As explained above, according to this embodiment, a low-mounted dynamic memory can be used as the display memory, reducing costs.Furthermore, compared to the display memory capacity used for conventional block coloring display, the color information memory You can make the area /4. Furthermore, by using the page read mode of the dynamic memory, the display period can be shortened, and by using the remaining display cycle period as a data writing period by the MPU, the display processing speed can be significantly increased compared to the conventional method.

In this embodiment, the size of the block is limited in the case of block coloring, but the bit correspondence between the display address and the MPU address may be changed depending on the size of the block.

〔Effect of the invention〕

According to the present invention, the display memory usage area for color information in block coloring display can be reduced by the thickness of the coloring program compared to the display memory usage area for pattern information, and the same can be achieved with a smaller display memory.

Anhydrous water can be achieved. Further, by using a dynamic memory, the cost of the display memory can be reduced, and the processing speed for writing character and graphic information to the display memory can be greatly improved.

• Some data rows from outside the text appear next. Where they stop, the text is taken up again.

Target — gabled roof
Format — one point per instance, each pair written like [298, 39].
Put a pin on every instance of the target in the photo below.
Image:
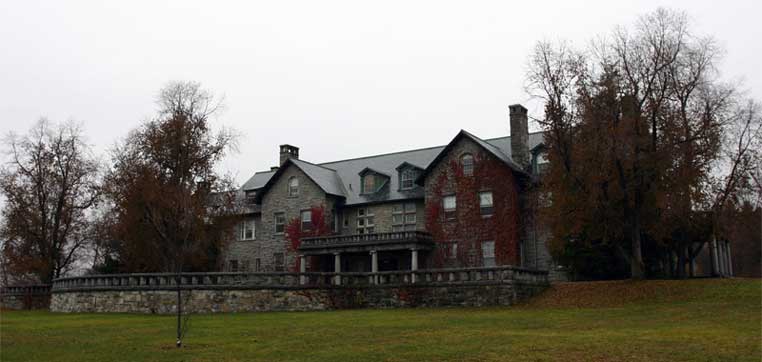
[495, 151]
[407, 165]
[348, 170]
[325, 178]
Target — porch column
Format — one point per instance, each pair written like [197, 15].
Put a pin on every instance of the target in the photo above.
[374, 266]
[302, 269]
[413, 263]
[337, 267]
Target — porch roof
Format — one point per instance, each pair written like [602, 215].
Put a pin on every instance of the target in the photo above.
[403, 240]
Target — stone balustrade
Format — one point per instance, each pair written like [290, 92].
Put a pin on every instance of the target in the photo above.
[365, 238]
[287, 280]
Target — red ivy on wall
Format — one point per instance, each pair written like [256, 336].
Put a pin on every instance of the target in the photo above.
[469, 228]
[294, 233]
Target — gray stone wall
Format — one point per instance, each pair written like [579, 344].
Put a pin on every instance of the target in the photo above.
[277, 200]
[304, 299]
[454, 234]
[246, 252]
[382, 216]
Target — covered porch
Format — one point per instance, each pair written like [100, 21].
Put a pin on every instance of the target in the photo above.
[362, 253]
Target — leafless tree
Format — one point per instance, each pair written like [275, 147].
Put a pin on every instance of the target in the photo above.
[50, 182]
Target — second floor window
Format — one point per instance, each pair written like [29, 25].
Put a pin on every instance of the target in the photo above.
[485, 203]
[280, 222]
[407, 179]
[279, 261]
[306, 217]
[293, 187]
[449, 206]
[467, 161]
[366, 223]
[488, 253]
[404, 217]
[248, 231]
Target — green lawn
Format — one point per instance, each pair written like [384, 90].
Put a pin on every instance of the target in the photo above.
[697, 320]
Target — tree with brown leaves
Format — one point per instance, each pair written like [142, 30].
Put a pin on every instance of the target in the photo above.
[635, 127]
[169, 209]
[50, 183]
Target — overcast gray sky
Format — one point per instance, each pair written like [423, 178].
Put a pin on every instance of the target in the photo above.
[337, 79]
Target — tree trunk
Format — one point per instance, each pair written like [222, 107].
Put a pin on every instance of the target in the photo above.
[636, 262]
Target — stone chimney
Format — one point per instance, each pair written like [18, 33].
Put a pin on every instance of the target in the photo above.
[519, 135]
[288, 151]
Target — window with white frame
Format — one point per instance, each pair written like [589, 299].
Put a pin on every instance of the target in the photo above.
[293, 187]
[369, 183]
[488, 253]
[280, 222]
[407, 178]
[449, 206]
[248, 230]
[279, 261]
[404, 217]
[485, 203]
[306, 217]
[467, 161]
[366, 223]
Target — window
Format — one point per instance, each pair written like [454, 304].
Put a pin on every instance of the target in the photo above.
[488, 253]
[306, 217]
[407, 179]
[250, 195]
[467, 161]
[485, 203]
[453, 254]
[280, 222]
[279, 261]
[293, 187]
[404, 217]
[448, 203]
[365, 221]
[247, 228]
[368, 183]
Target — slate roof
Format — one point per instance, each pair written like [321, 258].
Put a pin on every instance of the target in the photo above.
[341, 178]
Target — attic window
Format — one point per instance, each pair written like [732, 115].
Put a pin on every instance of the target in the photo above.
[407, 179]
[467, 161]
[293, 187]
[369, 183]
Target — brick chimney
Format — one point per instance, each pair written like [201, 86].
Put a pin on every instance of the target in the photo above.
[288, 151]
[519, 135]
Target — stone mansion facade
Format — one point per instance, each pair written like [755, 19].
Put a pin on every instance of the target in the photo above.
[464, 204]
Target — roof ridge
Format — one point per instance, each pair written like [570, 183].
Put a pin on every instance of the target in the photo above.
[313, 164]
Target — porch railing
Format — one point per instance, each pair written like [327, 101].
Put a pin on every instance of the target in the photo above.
[169, 281]
[322, 241]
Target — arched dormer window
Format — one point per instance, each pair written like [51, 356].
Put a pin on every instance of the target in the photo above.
[467, 162]
[293, 187]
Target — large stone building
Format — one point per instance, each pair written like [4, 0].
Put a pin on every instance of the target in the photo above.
[463, 204]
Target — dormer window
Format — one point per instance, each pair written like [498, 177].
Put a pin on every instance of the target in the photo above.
[293, 187]
[467, 162]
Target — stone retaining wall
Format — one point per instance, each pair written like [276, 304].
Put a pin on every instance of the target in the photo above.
[305, 299]
[256, 292]
[25, 297]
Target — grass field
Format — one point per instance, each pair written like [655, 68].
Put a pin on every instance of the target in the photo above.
[696, 320]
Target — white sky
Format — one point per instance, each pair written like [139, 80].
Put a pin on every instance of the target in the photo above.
[337, 79]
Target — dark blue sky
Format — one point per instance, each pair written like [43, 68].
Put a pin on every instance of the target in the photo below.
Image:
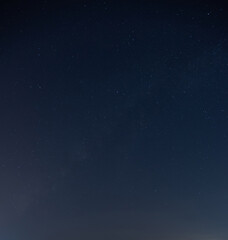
[114, 120]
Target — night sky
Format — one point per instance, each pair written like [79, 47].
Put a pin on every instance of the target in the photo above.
[113, 120]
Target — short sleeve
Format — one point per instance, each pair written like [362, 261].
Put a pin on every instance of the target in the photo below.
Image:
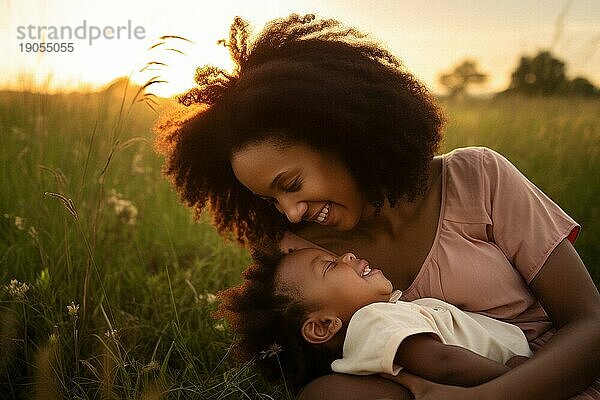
[526, 224]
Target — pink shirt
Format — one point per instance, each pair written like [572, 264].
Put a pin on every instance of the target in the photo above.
[496, 230]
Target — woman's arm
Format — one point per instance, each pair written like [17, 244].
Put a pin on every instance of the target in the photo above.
[570, 361]
[431, 359]
[567, 364]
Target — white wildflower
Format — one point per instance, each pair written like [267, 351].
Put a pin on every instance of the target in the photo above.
[32, 232]
[272, 351]
[151, 366]
[208, 297]
[124, 208]
[112, 334]
[17, 289]
[53, 339]
[20, 223]
[220, 327]
[137, 164]
[73, 309]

[Brief explanation of the drawing]

FIG. 1 is a block diagram showing an embodiment of the character/figure display circuit according to the present invention, FIG. 2 is a timing diagram showing the timing relationship of each signal appearing on the main signal lines shown in FIG. 1, and FIG.
The figure shows an example of a display screen for block coloring display, Figure 4 shows an example of display memory address allocation in block coloring display, and Figure 5 (A) and (B) shows an example of address switching generation. The diagram shown in FIG. 6 is the address generation circuit 6 shown in FIG. 1.
FIG. 2 is a block diagram showing an example of a specific circuit configuration. 1...Microprocessor, 2...Display address generation circuit, 5...
Display mode setting register, 4...MPU address register, 5...Display area selection address decoder, 6...Display memory address generation path, 7
... Display memory, 8... Bidirectional data control circuit, 9°°°°°° de-clutch circuit, 10... Image data synthesis circuit, 11...・・・
・Display device, 61.62, 65.64...address switching circuit.

Claims (1)

[Claims] A memory having an area for storing first character and graphic information and an area for storing second character and graphic information; and character and graphic information write control for controlling writing of first and second character and graphic information separately to the memory. means, character/graphic display readout control means for reading first and second character/graphic information from the memory in synchronization with a display scanning cycle; and first and second character/graphic figures read by the character/graphic display readout control means. In a character/figure display circuit comprising an image synthesis conversion means for synthesizing and converting information into an image signal, the character/figure information whose writing is controlled by the text/figure writing control means is transferred between a first character/figure information area of the memory and a second character/figure information area of the memory. Display area discriminating means for determining in which area of the text/figure information area the text/figure information is written; and text/figure display so that the figure information read from the memory is time-divided into first and second text/figure information. A means for controlling the reading control means, and switching a specific bit of the memory write address from the character/figure writing control means based on an area discrimination signal from the display area discrimination means, and a time division signal from the time division reading means. A character/figure display circuit comprising address bit correspondence conversion means for switching a specific bit of a display readout address from a character/figure display readout control means to exchange address bit correspondence between a write address and a display readout address.